Numerose anche le sue registrazioni discografiche: nel 1998
ha inciso a Roma il suo primo CD-Recital con le Fantasie di
Schubert, Chopin, Schumann e Skrjabin. Nel 1999 registra per
“Agorà” di Milano la prima esecuzione assoluta del “Concerto
dell’Europa” di L. Simoni con la Targu-Mures Philarmonic.
Nel 2000 per l’etichetta “Frame” di Firenze incide come
solista “1900” con musiche di Skrjabin, Szymanowski, Mac
Dowell e Bartók: questo disco è recensito dalla rivista
“Suonare news” come “CD del mese” (dicembre 2001) e dalla
rivista “Amadeus” con giudizio “5 stelle” sia artistico che
tecnico (dicembre 2001).
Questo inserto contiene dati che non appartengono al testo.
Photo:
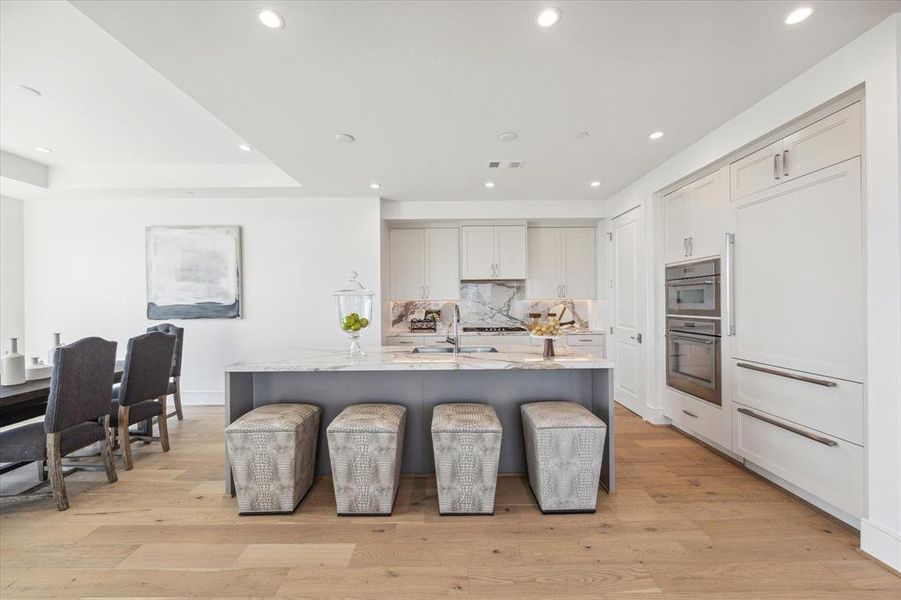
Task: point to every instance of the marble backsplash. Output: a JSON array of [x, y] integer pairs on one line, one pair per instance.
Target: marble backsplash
[[491, 304]]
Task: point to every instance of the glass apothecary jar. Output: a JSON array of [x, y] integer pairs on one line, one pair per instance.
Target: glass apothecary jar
[[354, 304]]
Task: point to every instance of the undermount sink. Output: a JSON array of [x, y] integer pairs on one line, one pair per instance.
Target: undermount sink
[[446, 350]]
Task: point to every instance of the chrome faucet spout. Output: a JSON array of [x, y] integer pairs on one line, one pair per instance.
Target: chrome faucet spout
[[455, 340]]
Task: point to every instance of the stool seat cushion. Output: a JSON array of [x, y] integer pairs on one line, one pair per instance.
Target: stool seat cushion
[[560, 415], [272, 450], [29, 442], [369, 418], [274, 417], [465, 417]]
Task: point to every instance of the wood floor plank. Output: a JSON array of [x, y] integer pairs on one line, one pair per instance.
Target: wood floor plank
[[685, 523]]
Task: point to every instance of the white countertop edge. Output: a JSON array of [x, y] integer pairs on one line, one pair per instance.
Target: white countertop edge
[[398, 358]]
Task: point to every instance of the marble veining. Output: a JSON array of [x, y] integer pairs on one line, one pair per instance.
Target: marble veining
[[388, 358], [490, 304]]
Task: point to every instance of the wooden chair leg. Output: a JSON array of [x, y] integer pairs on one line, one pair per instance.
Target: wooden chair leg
[[177, 397], [55, 467], [125, 438], [163, 423], [106, 451]]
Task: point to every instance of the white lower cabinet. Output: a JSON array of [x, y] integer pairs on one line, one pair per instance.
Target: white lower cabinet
[[829, 468], [697, 416]]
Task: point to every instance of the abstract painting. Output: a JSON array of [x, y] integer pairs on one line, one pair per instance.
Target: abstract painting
[[193, 272]]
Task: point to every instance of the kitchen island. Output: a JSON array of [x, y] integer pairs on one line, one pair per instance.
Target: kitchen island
[[333, 380]]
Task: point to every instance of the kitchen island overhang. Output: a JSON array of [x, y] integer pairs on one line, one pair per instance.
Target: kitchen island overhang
[[333, 380]]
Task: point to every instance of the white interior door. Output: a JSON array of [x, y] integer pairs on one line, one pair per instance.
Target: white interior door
[[627, 314]]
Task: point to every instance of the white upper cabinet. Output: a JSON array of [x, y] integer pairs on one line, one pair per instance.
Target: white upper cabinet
[[442, 263], [828, 141], [406, 249], [692, 219], [562, 263], [424, 264], [493, 252]]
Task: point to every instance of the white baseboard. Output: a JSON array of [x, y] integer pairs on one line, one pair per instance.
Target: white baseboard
[[202, 398], [882, 544]]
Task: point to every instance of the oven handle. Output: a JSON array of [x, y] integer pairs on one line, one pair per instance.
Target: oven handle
[[691, 338], [687, 283], [812, 380], [795, 430]]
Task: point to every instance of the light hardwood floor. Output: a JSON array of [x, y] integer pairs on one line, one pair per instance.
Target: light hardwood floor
[[685, 523]]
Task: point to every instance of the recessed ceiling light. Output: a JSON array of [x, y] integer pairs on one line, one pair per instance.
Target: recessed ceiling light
[[28, 90], [548, 17], [270, 18], [798, 15]]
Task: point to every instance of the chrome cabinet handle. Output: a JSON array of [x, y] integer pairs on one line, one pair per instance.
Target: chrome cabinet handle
[[812, 380], [795, 430], [728, 277]]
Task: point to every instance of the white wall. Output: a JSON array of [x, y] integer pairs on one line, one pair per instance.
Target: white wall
[[12, 277], [874, 60], [85, 275]]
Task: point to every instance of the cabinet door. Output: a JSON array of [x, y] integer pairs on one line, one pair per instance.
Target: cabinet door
[[799, 277], [545, 263], [756, 172], [442, 269], [406, 263], [579, 262], [511, 252], [478, 252], [677, 219], [704, 199], [827, 142]]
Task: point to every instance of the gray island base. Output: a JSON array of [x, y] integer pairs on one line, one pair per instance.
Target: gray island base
[[505, 380]]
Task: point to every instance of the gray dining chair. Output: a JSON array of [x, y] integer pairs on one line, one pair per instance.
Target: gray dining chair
[[77, 413], [141, 395], [175, 382]]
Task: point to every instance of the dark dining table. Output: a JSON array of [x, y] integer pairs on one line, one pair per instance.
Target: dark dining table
[[29, 400]]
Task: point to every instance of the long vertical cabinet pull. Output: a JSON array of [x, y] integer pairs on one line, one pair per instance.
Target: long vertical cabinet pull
[[729, 284]]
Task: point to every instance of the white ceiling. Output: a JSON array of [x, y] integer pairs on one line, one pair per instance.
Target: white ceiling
[[101, 106], [425, 86]]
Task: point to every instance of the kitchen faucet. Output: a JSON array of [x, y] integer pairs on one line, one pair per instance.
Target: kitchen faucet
[[456, 339]]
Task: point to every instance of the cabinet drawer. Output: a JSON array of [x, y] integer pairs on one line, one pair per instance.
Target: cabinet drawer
[[404, 340], [827, 405], [699, 417], [829, 468], [588, 339]]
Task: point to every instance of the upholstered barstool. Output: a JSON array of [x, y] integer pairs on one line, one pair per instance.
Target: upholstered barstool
[[466, 439], [366, 442], [272, 450], [174, 388], [564, 449]]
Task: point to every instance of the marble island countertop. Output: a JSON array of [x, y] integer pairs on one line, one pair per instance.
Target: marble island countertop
[[393, 358]]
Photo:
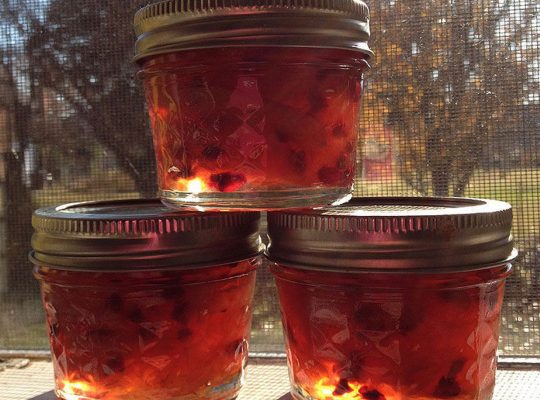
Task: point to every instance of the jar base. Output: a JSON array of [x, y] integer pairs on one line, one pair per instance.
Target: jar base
[[271, 200]]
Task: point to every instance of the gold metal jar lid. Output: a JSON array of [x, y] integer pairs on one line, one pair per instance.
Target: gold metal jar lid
[[140, 234], [174, 25], [396, 233]]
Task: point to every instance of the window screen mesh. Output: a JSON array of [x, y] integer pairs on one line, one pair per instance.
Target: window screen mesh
[[451, 107]]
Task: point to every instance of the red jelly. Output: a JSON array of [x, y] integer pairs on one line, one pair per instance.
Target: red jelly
[[392, 299], [244, 117], [144, 309]]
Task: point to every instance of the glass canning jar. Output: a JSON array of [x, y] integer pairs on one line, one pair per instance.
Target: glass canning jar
[[254, 104], [145, 303], [392, 298]]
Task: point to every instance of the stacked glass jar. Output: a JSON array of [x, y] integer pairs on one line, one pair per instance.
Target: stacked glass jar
[[254, 105]]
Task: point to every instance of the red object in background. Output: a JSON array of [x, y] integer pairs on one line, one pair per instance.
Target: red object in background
[[378, 154], [275, 122], [390, 336], [157, 335]]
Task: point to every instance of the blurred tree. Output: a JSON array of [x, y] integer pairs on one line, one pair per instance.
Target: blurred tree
[[437, 82], [64, 61], [83, 53]]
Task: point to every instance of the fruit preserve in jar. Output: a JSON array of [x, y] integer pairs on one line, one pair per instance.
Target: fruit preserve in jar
[[145, 303], [392, 298], [254, 104]]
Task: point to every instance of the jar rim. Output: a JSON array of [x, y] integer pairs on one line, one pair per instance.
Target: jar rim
[[140, 233], [393, 233], [175, 25]]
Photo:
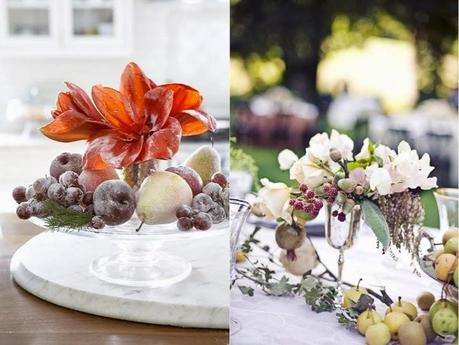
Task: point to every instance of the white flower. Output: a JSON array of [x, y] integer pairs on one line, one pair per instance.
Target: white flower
[[380, 179], [364, 153], [307, 172], [411, 172], [319, 147], [275, 198], [343, 144], [286, 159], [384, 153]]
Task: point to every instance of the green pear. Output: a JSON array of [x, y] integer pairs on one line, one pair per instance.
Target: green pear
[[205, 161], [159, 197]]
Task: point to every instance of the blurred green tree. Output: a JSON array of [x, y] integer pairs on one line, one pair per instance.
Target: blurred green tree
[[300, 31]]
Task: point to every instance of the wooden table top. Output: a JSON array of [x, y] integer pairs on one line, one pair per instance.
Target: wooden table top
[[26, 319]]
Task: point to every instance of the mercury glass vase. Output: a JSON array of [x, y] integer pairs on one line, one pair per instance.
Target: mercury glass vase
[[341, 236]]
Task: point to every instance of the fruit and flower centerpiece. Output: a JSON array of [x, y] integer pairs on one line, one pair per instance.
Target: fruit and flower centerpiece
[[378, 186], [130, 129]]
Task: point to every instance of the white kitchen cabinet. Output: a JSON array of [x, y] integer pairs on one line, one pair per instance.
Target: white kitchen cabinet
[[65, 28]]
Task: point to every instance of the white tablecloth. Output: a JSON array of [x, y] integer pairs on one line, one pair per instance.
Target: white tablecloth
[[288, 320]]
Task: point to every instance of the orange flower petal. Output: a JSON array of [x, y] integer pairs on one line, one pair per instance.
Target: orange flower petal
[[134, 86], [158, 105], [114, 108], [164, 143], [195, 122], [83, 103], [113, 149], [185, 97], [71, 126]]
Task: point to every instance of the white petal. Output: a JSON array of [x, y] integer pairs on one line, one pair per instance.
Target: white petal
[[286, 159]]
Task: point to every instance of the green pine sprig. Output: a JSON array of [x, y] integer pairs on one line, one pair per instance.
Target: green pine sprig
[[63, 219]]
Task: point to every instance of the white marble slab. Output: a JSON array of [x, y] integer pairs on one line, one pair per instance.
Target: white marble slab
[[55, 267]]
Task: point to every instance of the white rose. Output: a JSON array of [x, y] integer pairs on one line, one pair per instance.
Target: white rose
[[380, 179], [275, 198], [384, 153], [343, 144], [319, 147], [286, 159], [364, 153], [307, 172]]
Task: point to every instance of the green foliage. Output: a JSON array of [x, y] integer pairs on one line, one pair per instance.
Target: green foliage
[[376, 221], [62, 218], [240, 160]]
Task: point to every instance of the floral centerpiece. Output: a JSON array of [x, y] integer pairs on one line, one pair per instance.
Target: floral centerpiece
[[384, 183]]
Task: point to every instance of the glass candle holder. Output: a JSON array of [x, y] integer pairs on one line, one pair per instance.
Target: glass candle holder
[[341, 236]]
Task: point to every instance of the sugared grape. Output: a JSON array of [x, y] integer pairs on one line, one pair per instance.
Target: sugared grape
[[69, 179], [202, 202], [56, 192], [202, 221], [87, 198], [76, 208], [19, 194], [39, 209], [24, 211], [220, 179], [184, 224], [30, 193], [97, 222], [213, 190], [184, 211], [218, 214], [73, 195]]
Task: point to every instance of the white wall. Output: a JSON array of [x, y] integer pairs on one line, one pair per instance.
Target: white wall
[[172, 41]]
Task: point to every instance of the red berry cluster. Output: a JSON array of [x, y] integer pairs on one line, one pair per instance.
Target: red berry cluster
[[340, 215], [330, 192], [308, 202]]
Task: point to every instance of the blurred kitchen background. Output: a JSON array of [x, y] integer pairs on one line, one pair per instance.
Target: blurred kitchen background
[[44, 43], [385, 69]]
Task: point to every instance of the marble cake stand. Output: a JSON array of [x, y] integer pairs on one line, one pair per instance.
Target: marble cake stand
[[55, 267]]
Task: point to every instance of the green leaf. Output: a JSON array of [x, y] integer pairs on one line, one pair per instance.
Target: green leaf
[[246, 290], [376, 221]]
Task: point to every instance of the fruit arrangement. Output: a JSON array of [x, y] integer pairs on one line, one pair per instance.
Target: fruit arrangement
[[74, 198], [401, 322]]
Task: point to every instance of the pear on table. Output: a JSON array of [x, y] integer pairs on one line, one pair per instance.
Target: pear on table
[[205, 161], [159, 197]]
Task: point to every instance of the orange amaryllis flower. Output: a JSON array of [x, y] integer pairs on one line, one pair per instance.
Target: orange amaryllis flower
[[140, 122]]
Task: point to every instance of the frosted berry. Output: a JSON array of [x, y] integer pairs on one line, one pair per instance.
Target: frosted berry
[[39, 209], [19, 194], [202, 221], [341, 217], [97, 222], [220, 179], [30, 193], [87, 198], [76, 208], [310, 194], [24, 211], [73, 195], [218, 214], [56, 192], [184, 224], [202, 202], [184, 211], [303, 188], [213, 190], [69, 179]]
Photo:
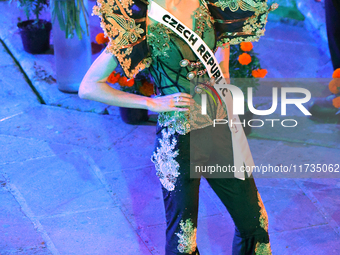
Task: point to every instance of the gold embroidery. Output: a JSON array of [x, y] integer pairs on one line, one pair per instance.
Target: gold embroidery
[[234, 5], [122, 31], [158, 39], [263, 249], [187, 237]]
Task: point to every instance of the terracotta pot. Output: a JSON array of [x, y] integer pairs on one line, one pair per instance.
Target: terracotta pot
[[133, 115], [35, 38]]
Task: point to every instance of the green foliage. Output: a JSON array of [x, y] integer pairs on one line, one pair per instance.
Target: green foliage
[[69, 14], [32, 7]]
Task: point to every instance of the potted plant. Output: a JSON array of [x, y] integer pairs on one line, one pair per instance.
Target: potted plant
[[245, 65], [35, 33], [72, 43], [142, 84], [334, 87]]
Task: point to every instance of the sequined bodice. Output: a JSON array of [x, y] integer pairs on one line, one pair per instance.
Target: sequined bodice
[[168, 50]]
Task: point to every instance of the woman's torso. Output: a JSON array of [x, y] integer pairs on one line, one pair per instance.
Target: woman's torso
[[168, 50]]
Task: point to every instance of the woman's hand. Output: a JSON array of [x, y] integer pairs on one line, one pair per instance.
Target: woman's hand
[[174, 102]]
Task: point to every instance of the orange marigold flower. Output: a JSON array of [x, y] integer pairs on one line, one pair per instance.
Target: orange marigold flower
[[334, 86], [101, 38], [246, 46], [124, 82], [244, 59], [259, 73], [336, 73], [113, 77], [336, 102], [146, 89]]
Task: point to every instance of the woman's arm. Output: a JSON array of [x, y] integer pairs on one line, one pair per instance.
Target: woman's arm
[[94, 87]]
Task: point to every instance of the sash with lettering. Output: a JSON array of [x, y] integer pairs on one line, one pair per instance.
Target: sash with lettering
[[242, 155]]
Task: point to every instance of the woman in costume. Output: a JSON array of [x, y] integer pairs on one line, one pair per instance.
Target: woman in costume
[[138, 42]]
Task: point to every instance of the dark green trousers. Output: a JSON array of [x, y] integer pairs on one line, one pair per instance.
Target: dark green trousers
[[174, 155]]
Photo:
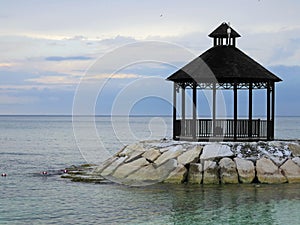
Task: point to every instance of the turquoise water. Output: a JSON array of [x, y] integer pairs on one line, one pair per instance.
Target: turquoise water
[[30, 145]]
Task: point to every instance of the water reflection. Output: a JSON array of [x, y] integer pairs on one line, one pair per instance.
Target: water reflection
[[229, 204]]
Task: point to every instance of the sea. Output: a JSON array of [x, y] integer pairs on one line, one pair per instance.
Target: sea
[[31, 145]]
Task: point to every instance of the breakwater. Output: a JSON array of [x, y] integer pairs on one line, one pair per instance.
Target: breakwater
[[168, 161]]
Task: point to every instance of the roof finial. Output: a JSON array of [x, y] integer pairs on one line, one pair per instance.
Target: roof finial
[[228, 33]]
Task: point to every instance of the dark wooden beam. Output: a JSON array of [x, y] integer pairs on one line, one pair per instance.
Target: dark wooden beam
[[174, 112], [250, 110], [194, 109], [273, 111], [183, 127], [268, 111], [235, 110], [214, 109]]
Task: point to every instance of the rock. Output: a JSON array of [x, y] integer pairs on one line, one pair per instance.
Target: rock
[[103, 165], [291, 171], [151, 174], [228, 173], [190, 156], [195, 173], [132, 156], [177, 176], [131, 148], [211, 173], [113, 166], [212, 151], [296, 160], [246, 170], [295, 149], [128, 168], [268, 172], [151, 154], [171, 154]]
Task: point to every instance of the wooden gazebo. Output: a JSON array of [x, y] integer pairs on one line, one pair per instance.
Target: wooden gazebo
[[223, 66]]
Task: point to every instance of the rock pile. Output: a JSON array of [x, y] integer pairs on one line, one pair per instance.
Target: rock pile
[[168, 161]]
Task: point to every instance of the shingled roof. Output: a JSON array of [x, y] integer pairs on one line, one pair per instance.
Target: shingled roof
[[224, 64], [221, 31]]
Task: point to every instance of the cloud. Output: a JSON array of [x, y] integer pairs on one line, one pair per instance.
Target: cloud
[[57, 80], [60, 58], [13, 100]]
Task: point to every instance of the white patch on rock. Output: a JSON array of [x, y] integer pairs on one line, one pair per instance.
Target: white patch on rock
[[172, 153], [228, 173], [268, 172], [211, 173], [195, 173], [190, 156], [291, 171], [246, 170]]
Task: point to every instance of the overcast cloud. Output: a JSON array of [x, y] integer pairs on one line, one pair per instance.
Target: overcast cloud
[[47, 46]]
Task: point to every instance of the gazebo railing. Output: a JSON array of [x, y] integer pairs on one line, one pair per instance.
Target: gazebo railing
[[222, 128]]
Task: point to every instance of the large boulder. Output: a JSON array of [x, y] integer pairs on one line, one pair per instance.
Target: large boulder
[[172, 153], [177, 176], [212, 151], [296, 160], [228, 173], [291, 171], [295, 149], [113, 166], [190, 156], [104, 165], [246, 170], [195, 173], [128, 168], [151, 154], [128, 150], [210, 173], [151, 174], [268, 172]]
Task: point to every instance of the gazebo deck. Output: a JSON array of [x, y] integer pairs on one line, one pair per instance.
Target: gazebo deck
[[221, 129]]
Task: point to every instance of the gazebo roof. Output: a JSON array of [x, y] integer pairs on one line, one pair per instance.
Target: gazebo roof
[[221, 31], [224, 64]]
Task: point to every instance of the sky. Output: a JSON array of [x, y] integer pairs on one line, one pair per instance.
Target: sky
[[102, 57]]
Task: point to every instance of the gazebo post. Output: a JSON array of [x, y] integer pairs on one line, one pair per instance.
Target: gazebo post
[[235, 110], [273, 111], [214, 109], [183, 126], [174, 112], [194, 109], [268, 111], [250, 110]]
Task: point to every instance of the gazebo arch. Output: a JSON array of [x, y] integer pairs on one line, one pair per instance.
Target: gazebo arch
[[226, 67]]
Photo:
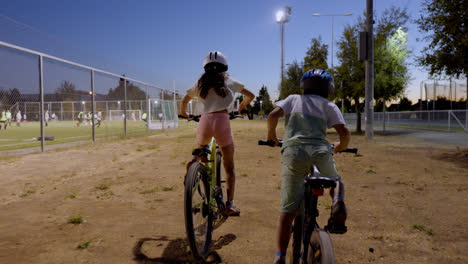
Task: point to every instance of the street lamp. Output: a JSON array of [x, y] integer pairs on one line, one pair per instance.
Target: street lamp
[[282, 16], [331, 53]]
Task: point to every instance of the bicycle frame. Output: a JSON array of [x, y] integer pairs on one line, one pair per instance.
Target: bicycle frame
[[211, 171]]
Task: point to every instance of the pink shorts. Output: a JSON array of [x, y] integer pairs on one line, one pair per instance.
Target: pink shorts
[[215, 125]]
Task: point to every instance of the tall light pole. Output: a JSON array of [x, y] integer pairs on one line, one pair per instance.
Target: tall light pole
[[331, 53], [282, 16], [369, 104]]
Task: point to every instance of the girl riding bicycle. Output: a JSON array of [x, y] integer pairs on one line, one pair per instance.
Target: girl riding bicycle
[[215, 90], [307, 118]]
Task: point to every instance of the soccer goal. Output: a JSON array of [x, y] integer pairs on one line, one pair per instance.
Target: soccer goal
[[162, 114], [118, 115]]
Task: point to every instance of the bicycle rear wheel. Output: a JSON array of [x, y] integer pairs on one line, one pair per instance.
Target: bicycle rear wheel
[[198, 218], [321, 248], [297, 239]]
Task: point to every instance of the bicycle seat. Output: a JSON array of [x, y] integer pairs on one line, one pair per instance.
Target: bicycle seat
[[201, 152], [316, 180]]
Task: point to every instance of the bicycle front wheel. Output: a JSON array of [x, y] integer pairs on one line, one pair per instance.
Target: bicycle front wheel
[[321, 248], [198, 218], [297, 239]]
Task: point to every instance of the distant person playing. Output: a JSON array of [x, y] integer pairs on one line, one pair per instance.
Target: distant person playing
[[97, 118], [143, 117], [3, 120], [18, 118], [215, 90], [8, 113], [307, 118], [133, 118], [46, 117], [80, 118]]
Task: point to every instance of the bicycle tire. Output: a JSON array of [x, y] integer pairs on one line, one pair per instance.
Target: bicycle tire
[[321, 248], [219, 157], [297, 239], [198, 235]]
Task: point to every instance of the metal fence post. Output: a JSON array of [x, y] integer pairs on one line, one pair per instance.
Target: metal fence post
[[41, 108], [125, 106], [92, 105]]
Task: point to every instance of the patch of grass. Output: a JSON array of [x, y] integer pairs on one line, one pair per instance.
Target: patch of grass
[[167, 189], [70, 196], [149, 191], [75, 220], [73, 174], [27, 193], [102, 187], [83, 245], [424, 229], [376, 237]]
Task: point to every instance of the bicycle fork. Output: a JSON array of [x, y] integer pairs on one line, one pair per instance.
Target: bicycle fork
[[310, 222]]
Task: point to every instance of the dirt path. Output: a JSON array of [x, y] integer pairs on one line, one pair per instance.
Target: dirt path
[[407, 201]]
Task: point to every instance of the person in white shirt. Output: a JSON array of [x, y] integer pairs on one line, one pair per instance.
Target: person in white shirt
[[46, 117], [215, 90], [18, 118]]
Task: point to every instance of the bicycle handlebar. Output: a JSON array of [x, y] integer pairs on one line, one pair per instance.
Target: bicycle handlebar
[[271, 143], [232, 115]]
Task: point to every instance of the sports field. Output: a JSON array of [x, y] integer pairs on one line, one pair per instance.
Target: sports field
[[26, 134], [121, 201]]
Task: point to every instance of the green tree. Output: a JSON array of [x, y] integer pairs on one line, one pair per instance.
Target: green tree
[[133, 91], [291, 80], [405, 104], [316, 55], [445, 22], [390, 52], [66, 91], [392, 75]]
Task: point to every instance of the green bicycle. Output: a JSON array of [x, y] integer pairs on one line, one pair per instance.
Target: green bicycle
[[204, 205]]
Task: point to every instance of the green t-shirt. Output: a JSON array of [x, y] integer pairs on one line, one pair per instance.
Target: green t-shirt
[[307, 119]]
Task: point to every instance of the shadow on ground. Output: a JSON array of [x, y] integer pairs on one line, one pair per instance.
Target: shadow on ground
[[161, 250]]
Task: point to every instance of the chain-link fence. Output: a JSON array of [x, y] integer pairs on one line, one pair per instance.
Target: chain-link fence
[[46, 100], [440, 120], [443, 95]]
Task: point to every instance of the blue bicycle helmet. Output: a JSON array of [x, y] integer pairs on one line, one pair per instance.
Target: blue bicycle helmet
[[318, 82]]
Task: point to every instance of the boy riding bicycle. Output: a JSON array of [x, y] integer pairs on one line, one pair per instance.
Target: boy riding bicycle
[[307, 118], [215, 90]]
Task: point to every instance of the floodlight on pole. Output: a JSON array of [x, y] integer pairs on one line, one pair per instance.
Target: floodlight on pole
[[282, 16], [331, 53]]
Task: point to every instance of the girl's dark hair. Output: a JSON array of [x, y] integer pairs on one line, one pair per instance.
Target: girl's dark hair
[[212, 78]]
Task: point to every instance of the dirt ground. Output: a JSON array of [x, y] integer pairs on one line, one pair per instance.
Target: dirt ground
[[407, 202]]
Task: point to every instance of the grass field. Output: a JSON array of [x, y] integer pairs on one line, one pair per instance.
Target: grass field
[[63, 131], [121, 201]]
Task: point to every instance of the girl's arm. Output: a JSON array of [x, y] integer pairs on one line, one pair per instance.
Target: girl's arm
[[249, 96], [273, 122], [183, 106]]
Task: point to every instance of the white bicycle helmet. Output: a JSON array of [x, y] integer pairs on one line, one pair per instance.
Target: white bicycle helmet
[[216, 61]]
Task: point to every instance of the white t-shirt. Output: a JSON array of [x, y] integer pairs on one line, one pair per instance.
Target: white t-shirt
[[213, 102]]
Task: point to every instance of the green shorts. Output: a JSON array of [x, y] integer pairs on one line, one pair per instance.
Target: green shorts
[[297, 162]]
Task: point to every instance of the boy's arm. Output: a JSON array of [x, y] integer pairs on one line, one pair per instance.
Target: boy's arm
[[273, 122], [345, 137], [249, 96], [183, 106]]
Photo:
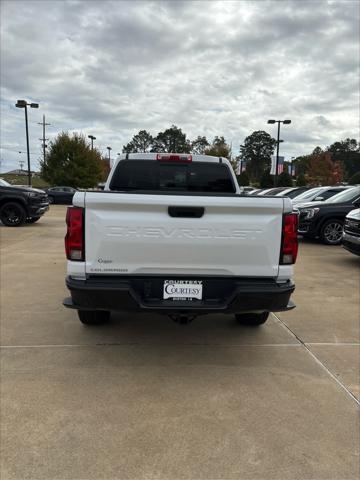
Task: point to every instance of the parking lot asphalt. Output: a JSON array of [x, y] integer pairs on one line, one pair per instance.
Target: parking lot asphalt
[[144, 398]]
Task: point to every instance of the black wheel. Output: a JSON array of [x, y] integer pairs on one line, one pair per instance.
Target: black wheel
[[331, 232], [12, 214], [93, 317], [32, 219], [252, 319]]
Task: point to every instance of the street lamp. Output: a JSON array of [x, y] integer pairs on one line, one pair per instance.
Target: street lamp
[[25, 104], [278, 141], [109, 150], [92, 138]]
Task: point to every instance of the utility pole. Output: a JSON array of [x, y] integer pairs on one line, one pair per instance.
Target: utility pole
[[92, 138], [278, 141], [24, 104], [109, 150], [43, 139]]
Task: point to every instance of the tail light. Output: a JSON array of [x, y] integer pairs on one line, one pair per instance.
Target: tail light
[[289, 244], [174, 158], [74, 238]]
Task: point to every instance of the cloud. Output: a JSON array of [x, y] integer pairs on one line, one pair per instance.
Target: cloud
[[212, 68]]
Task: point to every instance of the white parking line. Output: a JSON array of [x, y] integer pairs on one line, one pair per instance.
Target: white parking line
[[157, 344], [305, 345]]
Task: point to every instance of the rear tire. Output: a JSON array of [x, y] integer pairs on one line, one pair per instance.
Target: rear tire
[[12, 214], [93, 317], [252, 319], [331, 232]]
Nel 2004 pubblica “En plen air”
(con musiche di Mendelssohn, Weber, Tausig, Debussy e Bartók)
registrato in Israele per il Jerusalem Music Centre.
Ha affiancato alla formazione musicale quella umanistica,
diplomandosi al Liceo Classico con il massimo dei voti e
laureandosi nel 2003 in Filosofia con il massimo dei voti,
la lode e la dignità di stampa presso l’Università degli
Studi di Messina (con una tesi sull’estetica di Liszt nelle
“Années de pèlerinage”).
Dal 2005 è docente a contratto di Metodologia della
Comunicazione Musicale presso la Facoltà di Scienze della
Formazione dell’Università degli Studi di Messina.